Duncan desmontó, sacó su espada y se dirigió al muro del puerto. Sin dudar, saltó sobre el pequeño muro de piedra y subió al barco llameante guiando el camino al abalanzarse. Tenía que acabar con los Pandesianos antes de que pudieran organizarse.
Anvin y Arthfael avanzaron junto a él con sus hombres uniéndoseles todos emitiendo un gran grito de batalla mientras arrojaban sus vidas al viento. Después de tantos años de sumisión, su día de venganza había llegado.
Los Pandesianos finalmente despertaron. Soldados empezaron a salir de las cubiertas fluyendo como si fueran hormigas, tosiendo humo y confundidos. Al ver a Duncan y a sus hombres sacaron sus espadas y atacaron. Duncan se encontró enfrentándose a ríos de hombres, pero esto no lo desconcertó; al contrario, se puso a la ofensiva.
Duncan cargó hacia adelante y se agachó mientras el primer hombre lanzaba un golpe sobre su cabeza, entonces se levantó y lo atravesó por el estómago. Un soldado trató de cortar su espalda, pero Duncan se volteó y lo bloqueó, luego giró la espada del soldado y lo apuñaló en el pecho.
Duncan peleó heroicamente mientras lo atacaban por todos lados, recordando los días de antaño cuando estaba sumergido en las peleas y cubriéndose todos los flancos. Cuando los hombres se acercaban demasiado como para evitar su espada, se hacía para atrás y los pateaba creando espacio para seguir atacando; en otras ocasiones, giraba y daba codazos peleando mano a mano siempre que era necesario. Los hombres caían a su alrededor y ninguno podía acercarse.

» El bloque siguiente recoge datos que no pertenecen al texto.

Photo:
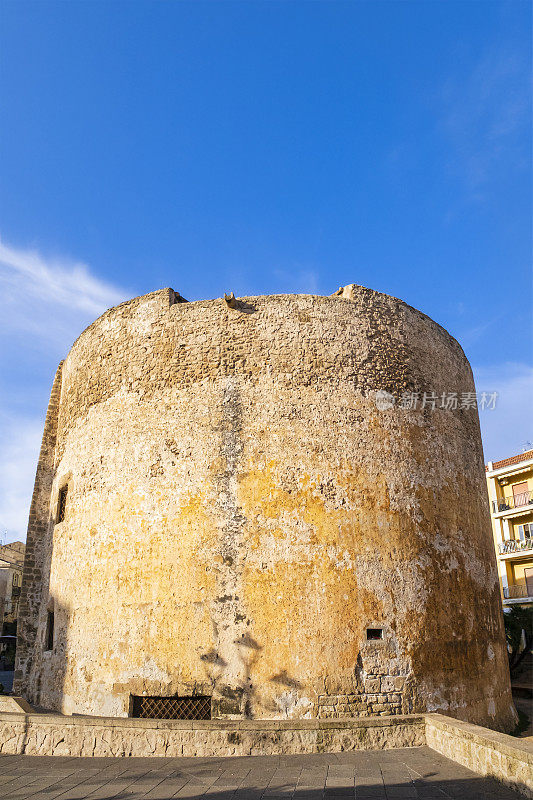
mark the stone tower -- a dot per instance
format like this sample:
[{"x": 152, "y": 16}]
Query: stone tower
[{"x": 232, "y": 503}]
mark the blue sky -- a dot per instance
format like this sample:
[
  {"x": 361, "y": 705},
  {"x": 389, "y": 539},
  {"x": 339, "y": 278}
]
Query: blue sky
[{"x": 262, "y": 147}]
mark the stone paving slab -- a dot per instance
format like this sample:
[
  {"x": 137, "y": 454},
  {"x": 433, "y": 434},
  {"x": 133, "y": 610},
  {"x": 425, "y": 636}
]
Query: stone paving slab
[{"x": 401, "y": 774}]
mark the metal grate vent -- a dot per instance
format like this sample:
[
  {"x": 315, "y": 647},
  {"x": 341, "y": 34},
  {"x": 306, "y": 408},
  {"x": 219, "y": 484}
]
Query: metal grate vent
[{"x": 194, "y": 707}]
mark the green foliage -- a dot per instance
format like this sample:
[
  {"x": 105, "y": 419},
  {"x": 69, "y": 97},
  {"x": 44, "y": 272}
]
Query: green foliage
[{"x": 518, "y": 627}]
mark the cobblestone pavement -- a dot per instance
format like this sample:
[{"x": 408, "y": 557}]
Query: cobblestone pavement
[{"x": 402, "y": 774}]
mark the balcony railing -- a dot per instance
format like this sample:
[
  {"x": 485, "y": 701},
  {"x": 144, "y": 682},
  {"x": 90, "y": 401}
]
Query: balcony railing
[
  {"x": 515, "y": 592},
  {"x": 514, "y": 501},
  {"x": 515, "y": 546}
]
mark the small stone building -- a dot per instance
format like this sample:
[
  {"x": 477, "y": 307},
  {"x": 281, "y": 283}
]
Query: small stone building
[{"x": 271, "y": 507}]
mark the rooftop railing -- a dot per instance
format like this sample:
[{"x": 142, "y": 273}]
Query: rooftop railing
[
  {"x": 513, "y": 501},
  {"x": 515, "y": 546},
  {"x": 515, "y": 592}
]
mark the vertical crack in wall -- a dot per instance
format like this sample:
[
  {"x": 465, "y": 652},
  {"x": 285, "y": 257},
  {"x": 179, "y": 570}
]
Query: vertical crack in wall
[{"x": 236, "y": 649}]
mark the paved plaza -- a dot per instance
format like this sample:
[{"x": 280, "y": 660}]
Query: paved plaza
[{"x": 401, "y": 774}]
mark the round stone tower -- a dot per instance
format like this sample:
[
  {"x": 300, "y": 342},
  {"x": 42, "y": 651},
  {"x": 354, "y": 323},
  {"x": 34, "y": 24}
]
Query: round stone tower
[{"x": 267, "y": 507}]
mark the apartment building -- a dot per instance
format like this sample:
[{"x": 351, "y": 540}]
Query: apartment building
[{"x": 510, "y": 487}]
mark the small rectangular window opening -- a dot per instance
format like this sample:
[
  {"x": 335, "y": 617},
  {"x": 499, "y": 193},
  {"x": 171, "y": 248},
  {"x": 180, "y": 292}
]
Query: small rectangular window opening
[
  {"x": 50, "y": 631},
  {"x": 191, "y": 707},
  {"x": 62, "y": 503}
]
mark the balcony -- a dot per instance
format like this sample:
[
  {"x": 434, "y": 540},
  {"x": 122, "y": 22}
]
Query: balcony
[
  {"x": 515, "y": 546},
  {"x": 515, "y": 592},
  {"x": 512, "y": 502}
]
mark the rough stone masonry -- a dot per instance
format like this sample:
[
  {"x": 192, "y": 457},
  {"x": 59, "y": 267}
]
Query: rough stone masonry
[{"x": 244, "y": 521}]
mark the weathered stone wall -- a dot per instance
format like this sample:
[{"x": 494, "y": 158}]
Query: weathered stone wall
[
  {"x": 49, "y": 735},
  {"x": 240, "y": 511},
  {"x": 35, "y": 579},
  {"x": 506, "y": 758}
]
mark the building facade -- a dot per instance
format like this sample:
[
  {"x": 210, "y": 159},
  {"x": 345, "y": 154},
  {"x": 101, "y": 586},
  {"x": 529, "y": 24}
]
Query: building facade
[
  {"x": 510, "y": 488},
  {"x": 236, "y": 515}
]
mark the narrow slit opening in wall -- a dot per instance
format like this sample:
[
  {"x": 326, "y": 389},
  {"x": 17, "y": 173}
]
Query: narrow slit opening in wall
[
  {"x": 49, "y": 644},
  {"x": 153, "y": 707},
  {"x": 62, "y": 503}
]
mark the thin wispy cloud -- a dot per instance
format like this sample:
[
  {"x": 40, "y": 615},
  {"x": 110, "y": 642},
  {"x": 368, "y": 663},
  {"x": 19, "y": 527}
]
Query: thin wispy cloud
[
  {"x": 44, "y": 305},
  {"x": 486, "y": 116},
  {"x": 50, "y": 298}
]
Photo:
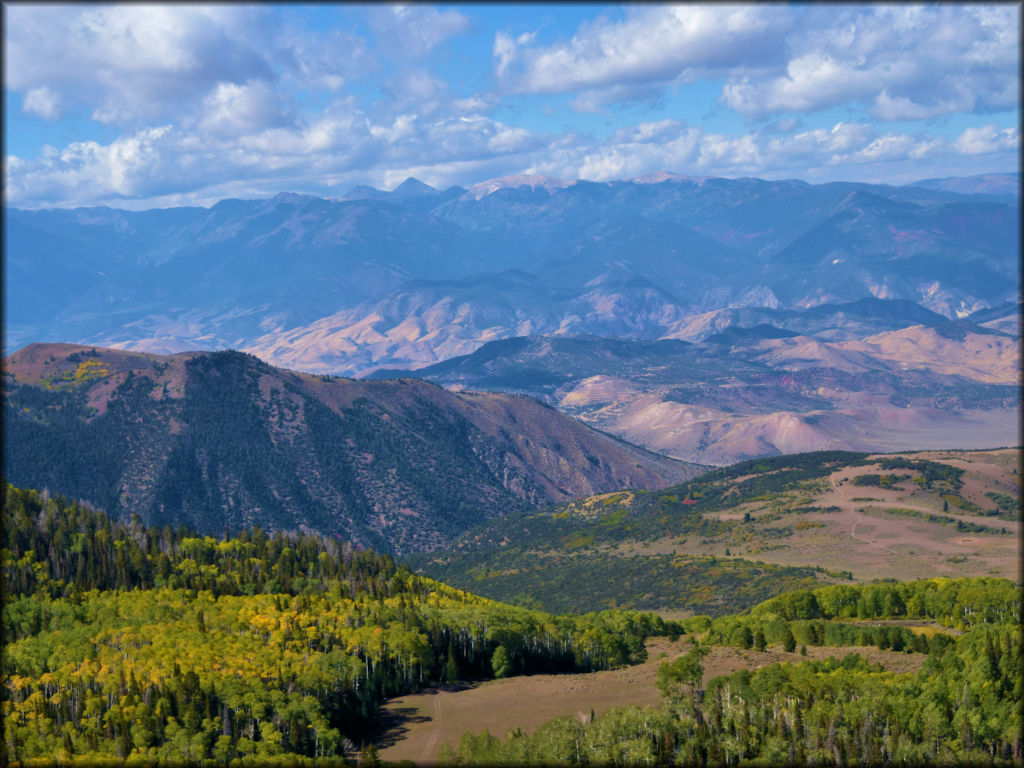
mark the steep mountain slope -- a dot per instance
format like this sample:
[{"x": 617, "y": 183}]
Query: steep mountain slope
[{"x": 221, "y": 438}]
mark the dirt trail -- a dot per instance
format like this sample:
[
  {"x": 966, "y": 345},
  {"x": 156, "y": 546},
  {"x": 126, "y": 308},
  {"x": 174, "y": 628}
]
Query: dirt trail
[{"x": 430, "y": 748}]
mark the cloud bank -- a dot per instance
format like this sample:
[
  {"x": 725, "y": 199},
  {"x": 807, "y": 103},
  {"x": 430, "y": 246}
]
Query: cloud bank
[{"x": 206, "y": 102}]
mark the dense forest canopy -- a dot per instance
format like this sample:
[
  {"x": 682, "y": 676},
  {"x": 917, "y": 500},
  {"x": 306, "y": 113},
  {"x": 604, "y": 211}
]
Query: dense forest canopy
[
  {"x": 159, "y": 644},
  {"x": 150, "y": 644}
]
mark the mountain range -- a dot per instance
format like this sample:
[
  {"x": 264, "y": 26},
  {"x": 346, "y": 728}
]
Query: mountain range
[
  {"x": 876, "y": 376},
  {"x": 223, "y": 440},
  {"x": 415, "y": 275}
]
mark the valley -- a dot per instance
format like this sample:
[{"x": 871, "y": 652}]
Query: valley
[
  {"x": 714, "y": 544},
  {"x": 395, "y": 279},
  {"x": 686, "y": 471},
  {"x": 768, "y": 390}
]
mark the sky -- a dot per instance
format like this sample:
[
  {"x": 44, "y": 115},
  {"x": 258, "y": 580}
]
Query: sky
[{"x": 146, "y": 105}]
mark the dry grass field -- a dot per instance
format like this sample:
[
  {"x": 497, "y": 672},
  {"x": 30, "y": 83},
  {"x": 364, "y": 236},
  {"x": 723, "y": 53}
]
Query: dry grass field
[
  {"x": 414, "y": 727},
  {"x": 858, "y": 534}
]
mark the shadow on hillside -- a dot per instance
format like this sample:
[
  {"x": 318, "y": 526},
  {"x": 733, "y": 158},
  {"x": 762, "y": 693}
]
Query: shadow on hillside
[{"x": 394, "y": 721}]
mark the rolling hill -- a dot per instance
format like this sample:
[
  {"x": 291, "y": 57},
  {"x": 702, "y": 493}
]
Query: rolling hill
[{"x": 722, "y": 541}]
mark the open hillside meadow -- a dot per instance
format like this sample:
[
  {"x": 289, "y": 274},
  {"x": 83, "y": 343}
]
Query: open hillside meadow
[{"x": 128, "y": 644}]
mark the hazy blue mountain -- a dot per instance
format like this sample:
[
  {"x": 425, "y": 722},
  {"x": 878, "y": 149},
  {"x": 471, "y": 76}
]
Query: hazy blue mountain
[
  {"x": 1003, "y": 186},
  {"x": 416, "y": 274}
]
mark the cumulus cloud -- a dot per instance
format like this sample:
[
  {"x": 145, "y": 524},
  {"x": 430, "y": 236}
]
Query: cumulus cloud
[
  {"x": 232, "y": 110},
  {"x": 901, "y": 62},
  {"x": 133, "y": 64},
  {"x": 898, "y": 61},
  {"x": 988, "y": 139},
  {"x": 42, "y": 101},
  {"x": 414, "y": 31},
  {"x": 652, "y": 43}
]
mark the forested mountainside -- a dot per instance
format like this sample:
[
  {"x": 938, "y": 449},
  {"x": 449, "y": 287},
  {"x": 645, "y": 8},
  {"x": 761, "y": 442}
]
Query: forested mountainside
[
  {"x": 221, "y": 440},
  {"x": 161, "y": 646},
  {"x": 395, "y": 279},
  {"x": 727, "y": 539},
  {"x": 962, "y": 707}
]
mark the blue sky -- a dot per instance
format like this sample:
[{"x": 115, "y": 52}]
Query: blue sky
[{"x": 150, "y": 105}]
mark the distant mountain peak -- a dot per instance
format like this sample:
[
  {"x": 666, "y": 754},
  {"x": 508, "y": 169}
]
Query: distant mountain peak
[
  {"x": 294, "y": 199},
  {"x": 532, "y": 180},
  {"x": 414, "y": 183}
]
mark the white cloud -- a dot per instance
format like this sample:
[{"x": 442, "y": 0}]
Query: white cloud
[
  {"x": 901, "y": 62},
  {"x": 896, "y": 61},
  {"x": 132, "y": 64},
  {"x": 988, "y": 139},
  {"x": 652, "y": 43},
  {"x": 414, "y": 31},
  {"x": 42, "y": 101},
  {"x": 232, "y": 110}
]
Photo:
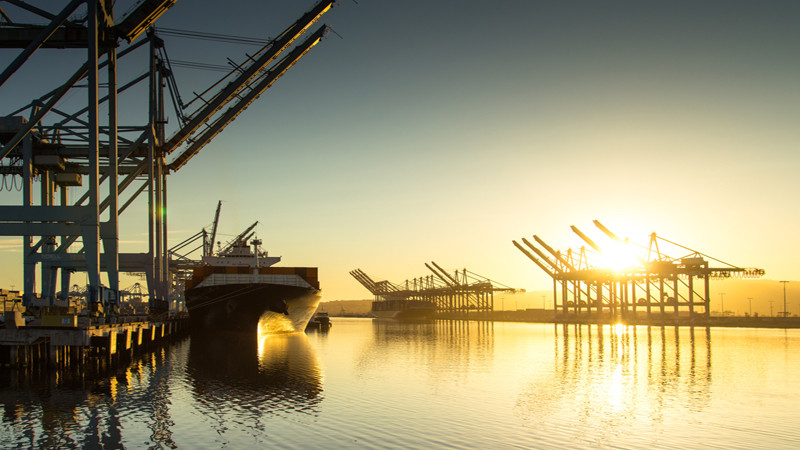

Duncan pronto recibió el apoyo de Anvin y Arthfael junto con docenas de hombres que se acercaban para ayudar. Mientras Anvin se les unía, bloqueó el golpe de uno de los soldados que atacaba a Duncan por detrás y salvándolo de una herida; mientras Arthfael se acercaba y levantaba su espada para bloquear un hacha que se dirigía al rostro de Duncan. Al hacerlo, Duncan simultáneamente se acercó y apuñaló al hombre en el estómago, con él y Arthfael trabajando juntos para derribarlo.
Todos peleaban como uno, como una máquina bien calibrada después de tantos años, todos cuidándose las espaldas mientras el sonido de las espadas y armaduras llenaba la noche.
A su alrededor, Duncan miró a sus hombres subiéndose a los barcos en el puerto y atacando la flota al mismo tiempo. Los soldados Pandesianos seguían saliendo ya completamente despiertos y algunos de ellos en llamas, y los soldados de Escalon peleaban valientemente en medio de las flamas incluso mientras los incendios se extendían a su alrededor. Duncan mismo peleó hasta que ya no pudo levantar sus brazos, sudando y con el humo lastimándole los ojos, con espadas chocando a su alrededor y derribando a los soldados que intentaban escapar a la costa.
Finalmente el fuego se volvió muy intenso; Los soldados Pandesianos, con sus armaduras completas y atrapados por el fuego, saltaban de los barcos al agua mientras Duncan guiaba a sus hombres de vuelta al muro de piedra al lado del puerto. Duncan escuchó un grito y al voltearse miró a cientos de soldados Pandesianos tratando de seguirlos y sacarlos de los barcos.
Al llegar a tierra seca y siendo el último de sus hombres en bajarse se volteó, levantó su gran espada, y cortó las cuerdas que mantenían los barcos en la costa.
“¡LAS CUERDAS!” gritó Duncan.
Por todo el puerto sus hombres siguieron sus órdenes y cortaron las cuerdas que unían a la flota a la costa. Rompiendo finalmente la última cuerda detrás de él, Duncan colocó su bota en la cubierta y, con una gran patada, alejó el barco de la costa. Gimió por el esfuerzo y Anvin, Arthfael y docenas más se acercaron para unírseles. Al mismo tiempo, todos empujaron el casco en llamas lejos de la orilla.
El barco en llamas, lleno de soldados gritando, se fue inevitablemente a la deriva hacia los otros barcos en el puerto y encendiéndolos también al chocar con ellos. Hombres salieron de los barcos por centenas, gritando y hundiéndose en las negras aguas.